Pierre Thomas, médecin psychiatre au CHRU de Lille, estime qu’il faut augmenter les effectifs dans les centres pénitentiaires pour mieux prévenir le suicide en prison. - VDN
– Comment se déroule la prise en charge des détenus suicidaires ?
« Il y a eu des progrès dans la prise en charge des détenus suicidaires mais ça reste difficile. Il faut qu’ils aient accès aux soins et soient en mesure de les solliciter. Souvent, il n’y a pas de demande directe. Lorsqu’un surveillant repère des détenus qui s’isolent, il faut qu’il en parle à sa direction. »
– Comment l’améliorer pour les détenus à risque ?
« Il faut cibler les personnes vulnérables, faciliter leur accès aux soins, et installer des psychiatres sur l’ensemble des prisons. En matière de prévention, on ne peut pas se dispenser du soin. Mais dans des établissements pénitentiaires plus lointains, comme celui de Longuenesse, il n’est pas facile de faire venir des médecins. L’un des objectifs est d’augmenter ces effectifs médicaux dans les prisons les plus distantes. »
– Le suicide en prison, est-ce encore un sujet tabou ?

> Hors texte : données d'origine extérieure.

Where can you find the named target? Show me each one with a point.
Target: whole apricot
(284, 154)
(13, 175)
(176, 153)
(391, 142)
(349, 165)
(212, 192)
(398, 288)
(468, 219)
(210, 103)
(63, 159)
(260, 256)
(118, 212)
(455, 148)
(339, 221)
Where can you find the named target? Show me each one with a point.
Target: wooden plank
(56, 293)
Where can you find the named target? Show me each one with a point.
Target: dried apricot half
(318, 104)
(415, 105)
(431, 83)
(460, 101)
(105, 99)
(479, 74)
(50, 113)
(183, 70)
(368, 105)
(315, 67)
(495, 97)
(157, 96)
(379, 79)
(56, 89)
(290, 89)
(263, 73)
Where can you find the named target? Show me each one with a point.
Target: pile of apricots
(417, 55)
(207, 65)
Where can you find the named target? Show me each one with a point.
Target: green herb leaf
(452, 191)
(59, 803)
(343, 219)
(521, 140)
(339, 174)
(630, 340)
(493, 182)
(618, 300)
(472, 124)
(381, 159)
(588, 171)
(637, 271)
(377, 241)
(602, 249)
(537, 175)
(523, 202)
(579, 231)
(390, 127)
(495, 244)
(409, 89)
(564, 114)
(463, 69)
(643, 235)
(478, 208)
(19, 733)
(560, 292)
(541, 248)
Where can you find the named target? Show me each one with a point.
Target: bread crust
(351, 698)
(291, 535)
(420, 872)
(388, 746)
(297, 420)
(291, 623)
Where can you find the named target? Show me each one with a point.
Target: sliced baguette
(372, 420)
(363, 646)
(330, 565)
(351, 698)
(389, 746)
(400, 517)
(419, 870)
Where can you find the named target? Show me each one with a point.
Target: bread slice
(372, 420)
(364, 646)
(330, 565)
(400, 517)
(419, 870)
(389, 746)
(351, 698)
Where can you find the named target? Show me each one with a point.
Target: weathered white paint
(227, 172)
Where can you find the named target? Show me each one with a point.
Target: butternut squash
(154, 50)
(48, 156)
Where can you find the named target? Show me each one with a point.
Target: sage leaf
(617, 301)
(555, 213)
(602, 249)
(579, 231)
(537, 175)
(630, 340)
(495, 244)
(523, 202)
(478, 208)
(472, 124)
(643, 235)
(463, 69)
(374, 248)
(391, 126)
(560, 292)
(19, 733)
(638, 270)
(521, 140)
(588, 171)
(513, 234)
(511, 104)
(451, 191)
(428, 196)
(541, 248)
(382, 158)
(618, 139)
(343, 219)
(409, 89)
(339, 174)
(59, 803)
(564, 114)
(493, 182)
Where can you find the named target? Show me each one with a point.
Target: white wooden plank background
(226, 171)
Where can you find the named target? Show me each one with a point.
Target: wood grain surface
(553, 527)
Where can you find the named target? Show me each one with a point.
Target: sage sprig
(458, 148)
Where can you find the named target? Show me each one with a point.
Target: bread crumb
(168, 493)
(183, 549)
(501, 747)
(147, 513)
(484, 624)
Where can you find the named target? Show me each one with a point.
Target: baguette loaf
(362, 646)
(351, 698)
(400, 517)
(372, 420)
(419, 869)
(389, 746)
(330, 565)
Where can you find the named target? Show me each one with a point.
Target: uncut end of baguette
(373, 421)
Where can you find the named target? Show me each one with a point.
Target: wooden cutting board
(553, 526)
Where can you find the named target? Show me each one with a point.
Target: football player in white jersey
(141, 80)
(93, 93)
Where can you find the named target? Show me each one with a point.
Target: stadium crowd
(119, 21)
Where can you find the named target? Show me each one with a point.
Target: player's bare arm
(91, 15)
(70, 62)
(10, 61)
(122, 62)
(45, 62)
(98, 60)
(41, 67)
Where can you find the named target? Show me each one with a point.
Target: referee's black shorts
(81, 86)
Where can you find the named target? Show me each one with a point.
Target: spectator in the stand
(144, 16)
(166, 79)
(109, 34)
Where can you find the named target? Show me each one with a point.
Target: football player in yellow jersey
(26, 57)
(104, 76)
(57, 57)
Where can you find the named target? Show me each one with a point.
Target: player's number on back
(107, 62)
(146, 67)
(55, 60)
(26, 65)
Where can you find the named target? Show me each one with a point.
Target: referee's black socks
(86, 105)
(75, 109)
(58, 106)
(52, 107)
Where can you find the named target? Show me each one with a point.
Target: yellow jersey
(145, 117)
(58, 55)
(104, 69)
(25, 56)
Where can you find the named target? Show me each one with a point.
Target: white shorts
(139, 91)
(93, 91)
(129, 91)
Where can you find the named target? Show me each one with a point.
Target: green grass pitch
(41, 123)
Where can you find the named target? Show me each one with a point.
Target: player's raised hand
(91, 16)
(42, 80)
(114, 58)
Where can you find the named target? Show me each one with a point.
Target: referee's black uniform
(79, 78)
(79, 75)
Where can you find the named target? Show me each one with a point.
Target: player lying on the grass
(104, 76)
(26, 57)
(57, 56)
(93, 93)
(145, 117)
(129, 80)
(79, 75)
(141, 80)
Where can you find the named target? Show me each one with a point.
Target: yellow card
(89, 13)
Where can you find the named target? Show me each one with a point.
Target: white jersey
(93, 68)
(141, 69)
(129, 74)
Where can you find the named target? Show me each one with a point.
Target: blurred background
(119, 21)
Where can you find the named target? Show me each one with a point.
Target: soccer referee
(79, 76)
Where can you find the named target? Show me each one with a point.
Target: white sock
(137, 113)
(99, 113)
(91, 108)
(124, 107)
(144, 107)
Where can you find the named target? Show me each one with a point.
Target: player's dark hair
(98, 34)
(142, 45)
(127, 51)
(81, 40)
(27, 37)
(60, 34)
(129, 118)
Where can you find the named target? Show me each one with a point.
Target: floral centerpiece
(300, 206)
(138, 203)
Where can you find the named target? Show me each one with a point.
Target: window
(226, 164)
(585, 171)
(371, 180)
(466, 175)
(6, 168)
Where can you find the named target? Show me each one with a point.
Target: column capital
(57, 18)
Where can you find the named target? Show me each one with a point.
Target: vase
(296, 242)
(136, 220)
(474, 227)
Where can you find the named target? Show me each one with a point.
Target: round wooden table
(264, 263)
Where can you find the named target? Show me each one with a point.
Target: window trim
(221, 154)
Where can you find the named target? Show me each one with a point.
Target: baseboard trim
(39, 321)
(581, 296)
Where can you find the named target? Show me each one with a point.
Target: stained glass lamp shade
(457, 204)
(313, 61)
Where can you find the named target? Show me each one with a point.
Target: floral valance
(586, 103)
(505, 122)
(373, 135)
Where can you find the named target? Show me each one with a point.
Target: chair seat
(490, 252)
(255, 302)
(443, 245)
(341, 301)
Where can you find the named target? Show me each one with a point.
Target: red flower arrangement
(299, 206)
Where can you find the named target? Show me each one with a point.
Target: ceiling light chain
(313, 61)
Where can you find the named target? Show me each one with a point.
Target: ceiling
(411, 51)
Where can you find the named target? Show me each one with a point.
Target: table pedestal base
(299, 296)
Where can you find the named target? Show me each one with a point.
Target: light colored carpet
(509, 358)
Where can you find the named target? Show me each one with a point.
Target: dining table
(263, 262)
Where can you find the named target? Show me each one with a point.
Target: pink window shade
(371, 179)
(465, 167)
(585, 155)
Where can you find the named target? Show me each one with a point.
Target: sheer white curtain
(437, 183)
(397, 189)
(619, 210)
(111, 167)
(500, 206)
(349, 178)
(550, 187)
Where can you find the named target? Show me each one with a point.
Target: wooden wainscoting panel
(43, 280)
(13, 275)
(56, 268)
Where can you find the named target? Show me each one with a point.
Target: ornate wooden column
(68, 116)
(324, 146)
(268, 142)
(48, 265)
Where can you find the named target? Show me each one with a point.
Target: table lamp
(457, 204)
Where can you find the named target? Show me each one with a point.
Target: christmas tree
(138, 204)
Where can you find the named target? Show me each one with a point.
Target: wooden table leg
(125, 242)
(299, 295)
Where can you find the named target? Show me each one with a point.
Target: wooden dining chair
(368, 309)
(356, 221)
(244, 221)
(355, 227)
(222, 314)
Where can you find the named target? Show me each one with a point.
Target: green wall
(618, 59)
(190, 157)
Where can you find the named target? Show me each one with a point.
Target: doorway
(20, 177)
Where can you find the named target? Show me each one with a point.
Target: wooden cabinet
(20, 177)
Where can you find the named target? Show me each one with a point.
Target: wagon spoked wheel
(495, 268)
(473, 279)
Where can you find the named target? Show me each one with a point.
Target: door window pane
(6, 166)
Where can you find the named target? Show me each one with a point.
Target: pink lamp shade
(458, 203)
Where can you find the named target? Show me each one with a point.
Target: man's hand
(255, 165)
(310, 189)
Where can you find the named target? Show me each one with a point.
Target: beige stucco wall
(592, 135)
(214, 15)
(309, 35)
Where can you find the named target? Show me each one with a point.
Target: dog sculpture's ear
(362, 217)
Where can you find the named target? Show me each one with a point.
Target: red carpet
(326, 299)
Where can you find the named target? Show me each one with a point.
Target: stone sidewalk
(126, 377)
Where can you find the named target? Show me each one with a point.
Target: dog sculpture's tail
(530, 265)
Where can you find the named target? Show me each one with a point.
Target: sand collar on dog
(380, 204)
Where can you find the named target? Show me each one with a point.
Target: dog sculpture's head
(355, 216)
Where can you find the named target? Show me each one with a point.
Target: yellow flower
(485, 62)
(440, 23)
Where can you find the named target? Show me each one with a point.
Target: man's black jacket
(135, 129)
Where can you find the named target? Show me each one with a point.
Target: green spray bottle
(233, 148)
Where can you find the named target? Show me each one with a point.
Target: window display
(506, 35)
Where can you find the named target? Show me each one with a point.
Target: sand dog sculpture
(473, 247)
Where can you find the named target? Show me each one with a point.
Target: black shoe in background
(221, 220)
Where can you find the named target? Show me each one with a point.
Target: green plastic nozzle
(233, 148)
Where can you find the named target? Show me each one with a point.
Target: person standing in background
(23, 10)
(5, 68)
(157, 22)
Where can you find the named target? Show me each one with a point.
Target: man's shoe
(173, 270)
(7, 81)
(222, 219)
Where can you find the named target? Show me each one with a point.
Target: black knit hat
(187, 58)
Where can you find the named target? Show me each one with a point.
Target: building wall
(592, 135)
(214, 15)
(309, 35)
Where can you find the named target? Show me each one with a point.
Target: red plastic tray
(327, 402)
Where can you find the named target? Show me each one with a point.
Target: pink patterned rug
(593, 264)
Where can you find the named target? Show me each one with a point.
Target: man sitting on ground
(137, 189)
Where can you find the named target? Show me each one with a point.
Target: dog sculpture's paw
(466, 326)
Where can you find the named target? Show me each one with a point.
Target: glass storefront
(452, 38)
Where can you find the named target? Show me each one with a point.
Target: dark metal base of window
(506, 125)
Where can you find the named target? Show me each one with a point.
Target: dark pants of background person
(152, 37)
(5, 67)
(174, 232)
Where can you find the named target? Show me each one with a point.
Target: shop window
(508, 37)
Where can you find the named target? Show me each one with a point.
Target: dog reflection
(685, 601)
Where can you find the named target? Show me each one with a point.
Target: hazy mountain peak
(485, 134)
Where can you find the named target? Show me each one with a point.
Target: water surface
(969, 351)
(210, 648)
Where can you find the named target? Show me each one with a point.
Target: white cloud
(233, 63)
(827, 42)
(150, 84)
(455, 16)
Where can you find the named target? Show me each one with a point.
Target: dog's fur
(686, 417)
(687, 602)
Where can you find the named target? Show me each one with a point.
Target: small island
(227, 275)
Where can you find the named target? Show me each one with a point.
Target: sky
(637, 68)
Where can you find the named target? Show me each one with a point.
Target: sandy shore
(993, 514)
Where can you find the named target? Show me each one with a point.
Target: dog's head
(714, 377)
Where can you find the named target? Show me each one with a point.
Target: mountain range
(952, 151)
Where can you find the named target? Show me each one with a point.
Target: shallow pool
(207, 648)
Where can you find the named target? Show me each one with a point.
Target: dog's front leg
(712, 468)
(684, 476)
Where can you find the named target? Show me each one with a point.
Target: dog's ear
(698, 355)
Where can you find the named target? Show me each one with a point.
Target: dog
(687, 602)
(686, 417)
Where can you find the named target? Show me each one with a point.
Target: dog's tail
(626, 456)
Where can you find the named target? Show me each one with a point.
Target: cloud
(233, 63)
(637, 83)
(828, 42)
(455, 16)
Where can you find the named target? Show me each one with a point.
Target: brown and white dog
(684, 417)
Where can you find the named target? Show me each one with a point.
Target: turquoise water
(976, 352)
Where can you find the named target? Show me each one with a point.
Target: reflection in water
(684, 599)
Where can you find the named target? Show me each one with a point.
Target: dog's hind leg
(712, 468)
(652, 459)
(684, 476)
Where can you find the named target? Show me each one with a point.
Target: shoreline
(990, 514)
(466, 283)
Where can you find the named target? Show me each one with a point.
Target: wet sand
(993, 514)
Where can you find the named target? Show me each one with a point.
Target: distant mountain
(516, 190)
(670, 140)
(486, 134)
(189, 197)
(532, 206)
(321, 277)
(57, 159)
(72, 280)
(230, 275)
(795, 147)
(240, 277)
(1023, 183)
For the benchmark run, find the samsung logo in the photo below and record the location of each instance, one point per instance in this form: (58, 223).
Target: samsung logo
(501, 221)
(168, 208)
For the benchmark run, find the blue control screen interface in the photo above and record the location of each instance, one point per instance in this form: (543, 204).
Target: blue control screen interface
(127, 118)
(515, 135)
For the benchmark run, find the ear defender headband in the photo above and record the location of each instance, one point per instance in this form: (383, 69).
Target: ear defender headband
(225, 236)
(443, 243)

« Il y a un énorme progrès dans ce domaine en raison d’une nécessité : il y a sept fois plus de risques de suicide chez les détenus que dans la population générale. Entre 100 et 120 décès par suicide en France chaque année. La population des détenus est particulièrement vulnérable, davantage soumise à la dépression et à des problèmes mentaux. Un détenu sur deux a des troubles mentaux. Tout le monde est alerté, notamment l’administration pénitentiaire qui forme mieux les surveillants pour identifier les comportements à risques. Les médecins interviennent aussi dans les centres pénitentiaires, donc il y a un dialogue qu’il faut entretenir. »
– Comment détecter un détenu suicidaire ?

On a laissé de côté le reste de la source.